Thanks, but I can already see the memory chewing processes, I want to know where they came from (i.e. what's called ld) and how to kill these indestructible beings.


----------



## ale (Apr 25, 2009)

Are you running linux programs?


----------



## caesius (Apr 25, 2009)

ale said:
			
		

> Are you running linux programs?



Yes.

I had a suspicion this could be the problem. The only ones I can think of are linux-flashplugin and acroread (and google earth if it's not native - I can't remember)

Any ideas what could be causing it? It certainly doesn't happen *all* the time.


----------



## ale (Apr 25, 2009)

Can we see the output of `$ ps axl` ?


----------



## caesius (Apr 25, 2009)

http://homebrew.net.nz/ps_axl.txt


----------



## Mel_Flynn (Apr 25, 2009)

Install sysutils/pstree.
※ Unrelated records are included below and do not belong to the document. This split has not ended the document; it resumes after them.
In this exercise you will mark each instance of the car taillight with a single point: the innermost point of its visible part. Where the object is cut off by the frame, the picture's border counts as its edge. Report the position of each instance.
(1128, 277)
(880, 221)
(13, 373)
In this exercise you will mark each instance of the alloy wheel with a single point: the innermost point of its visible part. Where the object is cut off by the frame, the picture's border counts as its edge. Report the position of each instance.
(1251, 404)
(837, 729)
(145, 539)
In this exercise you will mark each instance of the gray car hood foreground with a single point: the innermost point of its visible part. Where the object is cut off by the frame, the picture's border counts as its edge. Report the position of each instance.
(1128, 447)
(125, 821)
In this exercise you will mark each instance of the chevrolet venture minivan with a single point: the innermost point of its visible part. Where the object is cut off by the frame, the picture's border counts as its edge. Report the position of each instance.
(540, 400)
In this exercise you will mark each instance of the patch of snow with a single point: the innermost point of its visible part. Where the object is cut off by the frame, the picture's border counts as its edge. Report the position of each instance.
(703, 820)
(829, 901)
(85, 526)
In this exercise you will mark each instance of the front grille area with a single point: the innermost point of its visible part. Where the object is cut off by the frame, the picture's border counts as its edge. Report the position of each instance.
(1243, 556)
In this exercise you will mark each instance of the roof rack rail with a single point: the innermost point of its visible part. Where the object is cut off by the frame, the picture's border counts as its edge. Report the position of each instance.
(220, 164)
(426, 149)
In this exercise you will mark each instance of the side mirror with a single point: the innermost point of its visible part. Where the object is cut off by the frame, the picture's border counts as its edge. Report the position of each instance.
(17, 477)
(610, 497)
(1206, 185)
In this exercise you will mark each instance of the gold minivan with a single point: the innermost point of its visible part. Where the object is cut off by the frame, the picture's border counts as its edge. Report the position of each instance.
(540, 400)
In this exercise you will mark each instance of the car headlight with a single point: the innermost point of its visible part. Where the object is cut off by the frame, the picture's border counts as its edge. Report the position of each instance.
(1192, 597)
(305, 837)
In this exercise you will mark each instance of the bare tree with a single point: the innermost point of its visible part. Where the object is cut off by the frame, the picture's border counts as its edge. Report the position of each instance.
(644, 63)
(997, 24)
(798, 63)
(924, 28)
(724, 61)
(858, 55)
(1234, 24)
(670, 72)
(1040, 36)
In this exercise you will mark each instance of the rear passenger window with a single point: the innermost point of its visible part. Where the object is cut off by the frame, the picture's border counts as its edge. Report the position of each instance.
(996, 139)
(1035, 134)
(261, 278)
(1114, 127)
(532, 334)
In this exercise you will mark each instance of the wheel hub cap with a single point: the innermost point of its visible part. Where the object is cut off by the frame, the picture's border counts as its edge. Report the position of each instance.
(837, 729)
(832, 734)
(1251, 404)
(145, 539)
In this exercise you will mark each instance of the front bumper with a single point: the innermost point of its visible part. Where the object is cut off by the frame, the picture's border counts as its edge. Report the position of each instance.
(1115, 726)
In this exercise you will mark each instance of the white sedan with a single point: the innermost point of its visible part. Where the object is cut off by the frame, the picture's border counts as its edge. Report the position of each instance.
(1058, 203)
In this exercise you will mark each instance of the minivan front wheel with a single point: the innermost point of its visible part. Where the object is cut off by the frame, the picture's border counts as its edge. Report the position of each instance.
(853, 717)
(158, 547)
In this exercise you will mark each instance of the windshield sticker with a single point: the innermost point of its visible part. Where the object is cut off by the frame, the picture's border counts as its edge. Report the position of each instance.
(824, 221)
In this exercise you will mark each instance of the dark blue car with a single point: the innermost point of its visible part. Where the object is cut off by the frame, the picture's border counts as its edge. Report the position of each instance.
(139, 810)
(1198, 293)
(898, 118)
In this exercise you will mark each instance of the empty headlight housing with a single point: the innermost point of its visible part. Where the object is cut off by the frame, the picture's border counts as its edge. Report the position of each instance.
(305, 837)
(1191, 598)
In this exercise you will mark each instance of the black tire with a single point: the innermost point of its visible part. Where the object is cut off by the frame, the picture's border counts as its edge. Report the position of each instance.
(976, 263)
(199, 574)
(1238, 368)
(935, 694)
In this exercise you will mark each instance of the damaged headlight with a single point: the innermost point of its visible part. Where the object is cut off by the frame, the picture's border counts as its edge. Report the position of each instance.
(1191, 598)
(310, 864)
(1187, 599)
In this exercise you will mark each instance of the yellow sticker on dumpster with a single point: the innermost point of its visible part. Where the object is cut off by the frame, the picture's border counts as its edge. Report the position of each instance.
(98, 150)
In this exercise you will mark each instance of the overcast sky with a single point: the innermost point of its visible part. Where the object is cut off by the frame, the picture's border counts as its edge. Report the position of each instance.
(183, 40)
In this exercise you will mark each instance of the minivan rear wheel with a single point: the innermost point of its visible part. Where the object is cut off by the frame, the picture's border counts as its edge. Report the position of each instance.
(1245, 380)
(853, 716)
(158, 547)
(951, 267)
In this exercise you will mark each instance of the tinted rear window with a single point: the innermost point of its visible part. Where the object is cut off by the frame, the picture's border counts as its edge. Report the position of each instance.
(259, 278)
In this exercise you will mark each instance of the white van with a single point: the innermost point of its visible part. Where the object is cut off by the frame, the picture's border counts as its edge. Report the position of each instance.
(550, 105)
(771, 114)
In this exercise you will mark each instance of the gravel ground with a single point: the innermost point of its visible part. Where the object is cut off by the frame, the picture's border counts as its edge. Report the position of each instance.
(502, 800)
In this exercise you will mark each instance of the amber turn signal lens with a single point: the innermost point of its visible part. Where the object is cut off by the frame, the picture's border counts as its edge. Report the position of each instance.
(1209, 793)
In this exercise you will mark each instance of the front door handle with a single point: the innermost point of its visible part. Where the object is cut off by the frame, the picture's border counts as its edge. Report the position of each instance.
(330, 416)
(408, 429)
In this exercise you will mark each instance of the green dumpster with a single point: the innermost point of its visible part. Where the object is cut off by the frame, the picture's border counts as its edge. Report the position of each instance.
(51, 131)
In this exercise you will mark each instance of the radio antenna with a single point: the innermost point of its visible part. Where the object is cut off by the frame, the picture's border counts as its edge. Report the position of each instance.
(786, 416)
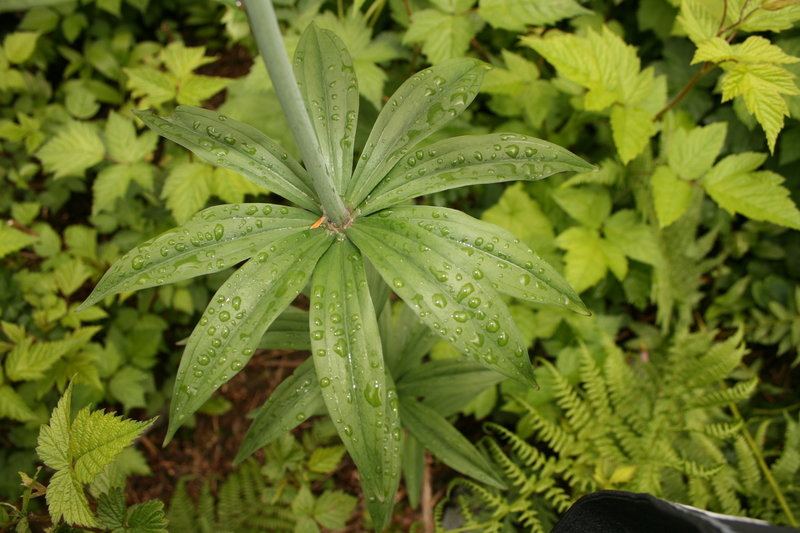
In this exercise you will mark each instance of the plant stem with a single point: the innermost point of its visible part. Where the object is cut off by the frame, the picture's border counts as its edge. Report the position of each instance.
(265, 28)
(755, 449)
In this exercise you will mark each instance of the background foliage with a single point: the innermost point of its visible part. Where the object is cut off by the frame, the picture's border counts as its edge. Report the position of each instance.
(684, 245)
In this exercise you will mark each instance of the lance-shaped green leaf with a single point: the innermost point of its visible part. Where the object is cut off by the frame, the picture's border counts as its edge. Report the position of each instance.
(422, 105)
(293, 401)
(238, 147)
(490, 251)
(446, 442)
(471, 160)
(214, 239)
(288, 332)
(447, 384)
(347, 356)
(458, 305)
(239, 313)
(327, 81)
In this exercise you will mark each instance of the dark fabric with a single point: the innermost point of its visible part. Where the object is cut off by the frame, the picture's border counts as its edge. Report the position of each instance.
(612, 511)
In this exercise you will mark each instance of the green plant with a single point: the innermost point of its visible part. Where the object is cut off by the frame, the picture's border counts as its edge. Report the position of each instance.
(349, 215)
(668, 427)
(89, 449)
(291, 491)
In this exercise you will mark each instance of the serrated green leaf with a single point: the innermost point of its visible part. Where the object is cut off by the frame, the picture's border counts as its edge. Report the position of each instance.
(755, 49)
(588, 205)
(146, 517)
(74, 149)
(367, 50)
(181, 60)
(53, 441)
(12, 240)
(762, 86)
(421, 106)
(346, 348)
(443, 35)
(671, 196)
(66, 499)
(187, 189)
(111, 509)
(296, 399)
(325, 459)
(214, 239)
(633, 237)
(13, 407)
(486, 251)
(327, 81)
(631, 128)
(446, 442)
(19, 46)
(601, 62)
(110, 184)
(333, 508)
(470, 160)
(430, 275)
(238, 147)
(737, 188)
(232, 187)
(96, 438)
(29, 360)
(197, 88)
(517, 14)
(239, 313)
(152, 86)
(692, 152)
(699, 19)
(124, 146)
(127, 386)
(589, 257)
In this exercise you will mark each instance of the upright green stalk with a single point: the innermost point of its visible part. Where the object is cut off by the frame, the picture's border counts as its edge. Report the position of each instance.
(265, 28)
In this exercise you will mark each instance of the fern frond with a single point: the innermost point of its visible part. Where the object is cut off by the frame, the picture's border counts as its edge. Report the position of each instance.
(718, 398)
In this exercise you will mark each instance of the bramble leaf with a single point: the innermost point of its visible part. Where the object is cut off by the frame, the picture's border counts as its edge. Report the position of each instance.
(327, 81)
(421, 106)
(631, 128)
(692, 152)
(443, 35)
(74, 149)
(12, 240)
(735, 185)
(214, 239)
(242, 309)
(517, 14)
(470, 160)
(238, 147)
(346, 348)
(671, 196)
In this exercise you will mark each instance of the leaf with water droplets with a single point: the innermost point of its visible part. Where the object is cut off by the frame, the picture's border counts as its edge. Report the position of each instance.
(462, 308)
(421, 106)
(239, 313)
(490, 252)
(346, 348)
(447, 384)
(470, 160)
(327, 81)
(288, 332)
(297, 398)
(446, 442)
(238, 147)
(214, 239)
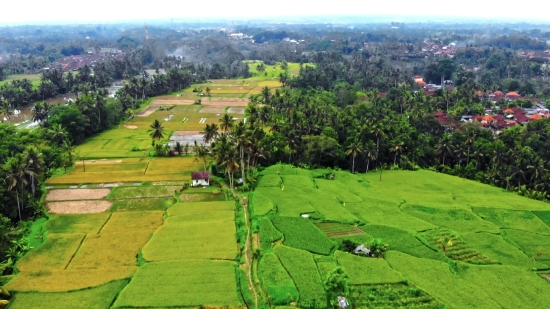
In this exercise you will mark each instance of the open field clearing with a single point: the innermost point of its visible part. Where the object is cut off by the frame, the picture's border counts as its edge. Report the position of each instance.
(67, 280)
(192, 283)
(451, 242)
(99, 297)
(77, 194)
(78, 207)
(186, 233)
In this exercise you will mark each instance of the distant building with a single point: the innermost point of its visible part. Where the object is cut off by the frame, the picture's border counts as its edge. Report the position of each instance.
(200, 178)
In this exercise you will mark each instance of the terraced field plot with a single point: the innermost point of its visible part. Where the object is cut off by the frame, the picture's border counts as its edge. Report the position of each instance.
(452, 243)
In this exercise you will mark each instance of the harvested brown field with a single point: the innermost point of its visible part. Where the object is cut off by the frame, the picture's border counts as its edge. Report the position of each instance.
(77, 194)
(79, 207)
(236, 110)
(212, 109)
(147, 111)
(94, 162)
(186, 133)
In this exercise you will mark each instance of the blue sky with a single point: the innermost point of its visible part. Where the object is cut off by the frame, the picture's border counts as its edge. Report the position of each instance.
(36, 11)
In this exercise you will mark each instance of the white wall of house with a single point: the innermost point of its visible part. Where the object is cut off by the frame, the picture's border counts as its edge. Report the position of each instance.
(200, 182)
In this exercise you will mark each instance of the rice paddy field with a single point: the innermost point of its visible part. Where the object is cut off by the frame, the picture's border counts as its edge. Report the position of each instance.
(451, 243)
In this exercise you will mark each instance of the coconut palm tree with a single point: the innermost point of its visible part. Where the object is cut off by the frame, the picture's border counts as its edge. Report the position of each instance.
(210, 132)
(178, 148)
(157, 130)
(227, 122)
(15, 177)
(397, 148)
(58, 133)
(34, 164)
(354, 149)
(201, 153)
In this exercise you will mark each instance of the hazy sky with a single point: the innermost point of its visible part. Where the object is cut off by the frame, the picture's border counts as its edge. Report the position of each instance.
(36, 11)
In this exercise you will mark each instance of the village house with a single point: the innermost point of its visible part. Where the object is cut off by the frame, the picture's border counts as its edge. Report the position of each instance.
(200, 178)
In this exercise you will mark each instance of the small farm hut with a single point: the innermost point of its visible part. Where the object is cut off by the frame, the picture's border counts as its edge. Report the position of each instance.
(200, 178)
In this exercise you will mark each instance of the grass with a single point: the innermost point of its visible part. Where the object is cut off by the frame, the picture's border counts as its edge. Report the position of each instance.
(301, 267)
(260, 203)
(66, 280)
(302, 234)
(143, 204)
(392, 296)
(120, 241)
(365, 270)
(143, 192)
(88, 223)
(280, 288)
(338, 229)
(182, 284)
(513, 219)
(460, 220)
(458, 250)
(99, 297)
(268, 233)
(187, 234)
Then post a pstree -w when this problem occurs, so you can instantly see, which process is responsible.
A dynamic linker allocating 2G mem, seems very suspicious.


----------



## fronclynne (Apr 25, 2009)

If it makes you feel any better, you're not the only one.
http://ubuntuforums.org/showthread.php?t=754944
http://citadel.tistory.com/158
http://mail.nl.linux.org/kernelnewbies/2002-07/msg00155.html
If you thought you couldn't feel any worse, it seems the fix is to stop using acrobat8 or trust adobe to do something.

If you're just using it to view pdfs, may I suggest graphics/xpdf


----------